Numbers are very useful in our daily life to count many things. By the divisibility rule of 2, we can classify numbers (integers) as follows: even numbers and odd numbers. Note that even numbers are completely divisible by 2 whereas odd numbers are not divisible by 2 that leaves the remainder 1. In this section, we will learn about odd numbers.

**Also Read:** **Even and odd numbers**

**Definition of Odd Numbers**

A number is called an odd number if it leaves a remainder 1 while dividing by 2.

Note that 1 is the first positive odd number.

Examples of odd numbers: 3, 5, 9, 11, 101, 107 are a few examples of odd numbers.

**Set of all Odd Numbers**

When we divide an odd number by 2, it leaves the remainder 1. So an odd number can be expressed as 2k+1 for some integer k. Thus we can write the set of all odd numbers as follows:

$\{2k+1 : k \text{ is an integer}\}$

$=2\mathbb{Z}+1,$

where $\mathbb{Z}:=$ $\{k: k \text{ is an integer}\}$ is the set of all integers. Thus we see that the general form of an odd number is 2k+1 where k is an integer.

**List of Odd Numbers from 1 to 100**

The following are the odd numbers from 1 to 100:

1, 3, 5, 7, 9,11, 13, 15, 17, 19, 21, 23, 25, 27, 29, 31, 33, 35, 37, 39, 41, 43, 45, 47, 49, 51, 53, 55, 57, 59, 61, 63, 65, 67, 69, 71, 73, 75, 77, 79, 81, 83, 85, 87, 89, 91, 93, 95, 97 and 99.

Note that there are 50 odd numbers from 1 to 100.

**Is one an odd number?**

Note that 1=2.0+1. Thus we can write 1 as 2k+1 where k=0 is an integer. Hence by definition of an odd number 1 is an odd number.

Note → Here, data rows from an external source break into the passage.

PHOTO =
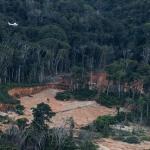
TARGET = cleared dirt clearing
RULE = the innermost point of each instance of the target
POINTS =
(118, 145)
(83, 112)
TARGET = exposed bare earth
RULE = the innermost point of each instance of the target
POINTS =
(109, 144)
(82, 112)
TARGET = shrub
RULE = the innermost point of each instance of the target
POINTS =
(132, 140)
(145, 138)
(22, 123)
(103, 124)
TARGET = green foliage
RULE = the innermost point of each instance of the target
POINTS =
(22, 123)
(103, 124)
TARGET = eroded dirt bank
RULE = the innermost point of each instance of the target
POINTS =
(109, 144)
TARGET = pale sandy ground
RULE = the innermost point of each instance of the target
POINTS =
(109, 144)
(83, 112)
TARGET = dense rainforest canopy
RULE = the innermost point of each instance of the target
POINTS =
(52, 36)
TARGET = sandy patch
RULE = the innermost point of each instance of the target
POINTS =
(118, 145)
(83, 112)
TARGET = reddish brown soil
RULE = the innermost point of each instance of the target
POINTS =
(82, 112)
(109, 144)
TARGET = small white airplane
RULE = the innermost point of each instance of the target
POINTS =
(13, 24)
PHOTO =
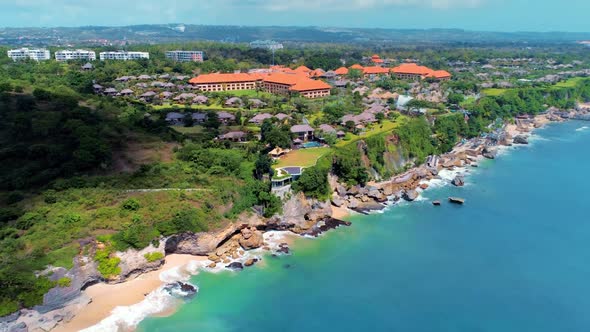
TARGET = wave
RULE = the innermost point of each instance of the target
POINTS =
(128, 317)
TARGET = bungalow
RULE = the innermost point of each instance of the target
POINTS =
(199, 117)
(148, 95)
(200, 100)
(259, 118)
(234, 101)
(184, 96)
(256, 103)
(126, 92)
(226, 117)
(110, 92)
(174, 118)
(282, 116)
(342, 71)
(303, 132)
(233, 136)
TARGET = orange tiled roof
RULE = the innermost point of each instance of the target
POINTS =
(224, 78)
(341, 71)
(302, 69)
(412, 69)
(375, 70)
(441, 74)
(297, 82)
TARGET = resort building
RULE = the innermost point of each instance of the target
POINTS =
(185, 56)
(276, 82)
(26, 53)
(123, 55)
(268, 44)
(66, 55)
(226, 82)
(413, 71)
(280, 83)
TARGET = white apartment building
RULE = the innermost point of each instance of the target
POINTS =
(25, 53)
(123, 55)
(66, 55)
(185, 56)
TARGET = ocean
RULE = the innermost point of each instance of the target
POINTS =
(515, 257)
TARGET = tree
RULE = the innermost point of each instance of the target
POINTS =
(212, 121)
(455, 98)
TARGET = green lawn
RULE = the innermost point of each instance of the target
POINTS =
(188, 130)
(303, 157)
(493, 92)
(571, 83)
(376, 129)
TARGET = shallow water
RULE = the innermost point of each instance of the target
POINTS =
(514, 258)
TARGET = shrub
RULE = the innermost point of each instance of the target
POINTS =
(131, 204)
(107, 266)
(64, 282)
(153, 256)
(50, 196)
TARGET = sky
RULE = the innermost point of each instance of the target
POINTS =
(481, 15)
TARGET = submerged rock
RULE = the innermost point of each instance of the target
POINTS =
(520, 139)
(235, 266)
(410, 195)
(458, 181)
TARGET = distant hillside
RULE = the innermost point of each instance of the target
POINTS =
(179, 32)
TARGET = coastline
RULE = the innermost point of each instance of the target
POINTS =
(106, 299)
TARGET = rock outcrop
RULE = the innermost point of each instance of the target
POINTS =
(410, 195)
(520, 139)
(458, 181)
(250, 238)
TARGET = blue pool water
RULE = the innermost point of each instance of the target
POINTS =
(515, 257)
(308, 145)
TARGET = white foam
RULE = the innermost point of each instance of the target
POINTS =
(128, 317)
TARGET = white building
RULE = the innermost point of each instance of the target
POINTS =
(66, 55)
(185, 56)
(123, 55)
(33, 54)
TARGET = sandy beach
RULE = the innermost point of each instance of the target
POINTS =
(106, 297)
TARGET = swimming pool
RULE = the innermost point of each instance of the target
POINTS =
(311, 145)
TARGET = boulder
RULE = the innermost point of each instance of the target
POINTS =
(251, 238)
(250, 262)
(489, 152)
(235, 266)
(337, 201)
(520, 139)
(410, 195)
(458, 181)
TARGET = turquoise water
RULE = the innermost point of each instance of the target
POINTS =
(516, 257)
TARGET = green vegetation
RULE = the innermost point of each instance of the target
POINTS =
(64, 282)
(154, 256)
(302, 157)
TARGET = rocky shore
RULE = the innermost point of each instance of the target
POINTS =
(224, 248)
(228, 247)
(407, 186)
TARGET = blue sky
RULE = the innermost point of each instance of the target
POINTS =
(488, 15)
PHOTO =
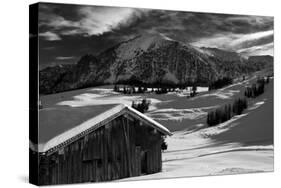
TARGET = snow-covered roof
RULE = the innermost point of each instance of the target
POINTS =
(59, 127)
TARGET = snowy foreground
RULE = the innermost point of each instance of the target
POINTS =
(244, 144)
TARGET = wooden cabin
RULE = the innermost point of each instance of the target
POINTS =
(114, 142)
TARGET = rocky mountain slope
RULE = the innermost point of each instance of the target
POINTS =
(148, 59)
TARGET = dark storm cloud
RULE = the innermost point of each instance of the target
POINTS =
(72, 30)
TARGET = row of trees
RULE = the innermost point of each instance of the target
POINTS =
(226, 112)
(141, 106)
(130, 89)
(220, 83)
(257, 88)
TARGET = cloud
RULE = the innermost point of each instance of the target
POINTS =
(265, 49)
(234, 42)
(50, 36)
(65, 57)
(93, 20)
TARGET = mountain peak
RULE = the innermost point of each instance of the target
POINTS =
(140, 44)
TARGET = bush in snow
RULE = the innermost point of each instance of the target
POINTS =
(142, 106)
(226, 112)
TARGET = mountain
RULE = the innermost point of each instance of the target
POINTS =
(261, 62)
(149, 59)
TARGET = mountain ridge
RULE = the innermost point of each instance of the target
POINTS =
(148, 59)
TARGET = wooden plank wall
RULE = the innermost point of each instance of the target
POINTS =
(111, 152)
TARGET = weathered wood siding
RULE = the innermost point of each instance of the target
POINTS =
(122, 148)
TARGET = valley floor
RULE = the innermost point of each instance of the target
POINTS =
(244, 144)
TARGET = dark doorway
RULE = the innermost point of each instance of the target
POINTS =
(144, 162)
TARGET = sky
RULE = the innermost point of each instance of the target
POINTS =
(67, 32)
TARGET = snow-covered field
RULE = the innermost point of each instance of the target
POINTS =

**How to check odd numbers?**

Keep in mind that every odd number ends with either 1, 3, 5, 7, or 9. Using this fact we can check a given number is odd or not. For example, 171984231 is an odd number as it ends with 1. But the number 17190 is not an odd number as it ends with 0. It is an even number.

**Properties of Odd Numbers**

• Every even number must have the last digit either 1, 3, 5, 7, or 9.

• Odd numbers are not a multiple of 2, but even numbers are.

• Odd number + Odd number = Even number

• Odd number – Odd number = Even number

• Odd number × Odd number = Odd number

**Addition or Subtraction of Odd Numbers**

The sum of two odd numbers is always an even number.

**Proof:** Let a and b be two odd numbers. So by definition of odd numbers, we have

a=2k+1 and b=2m+1 for some integers k and m.

Adding we get that

a+b = (2k+1)+(2m+1) = 2k+2m+2 = 2(k+m+1)

So a+b is a multiple of 2. This makes a+b an even number, completing the proof.

As we have a-b=2(k-m), the difference a-b is a multiple of 2. Hence a-b is an even number. As a result, we deduce the fact: The difference between two even numbers is again an even number.

**Multiplication of Odd Numbers**

The product of two odd numbers is an odd number.

**Proof:** Let a and b be two odd numbers. So we can write

a=2k+1 and b=2m+1 for some integers k and m.

Multiplying a and b we get that

a × b = (2k+1) × (2m+1) = 4km+2k+2m+1 = 2(2km+k+m)+1

So ab can be written as ab=2t+1 where t=2km+k+m is an integer. Thus by definition of an odd number, we conclude that ab is an odd number. Hence the proof follows.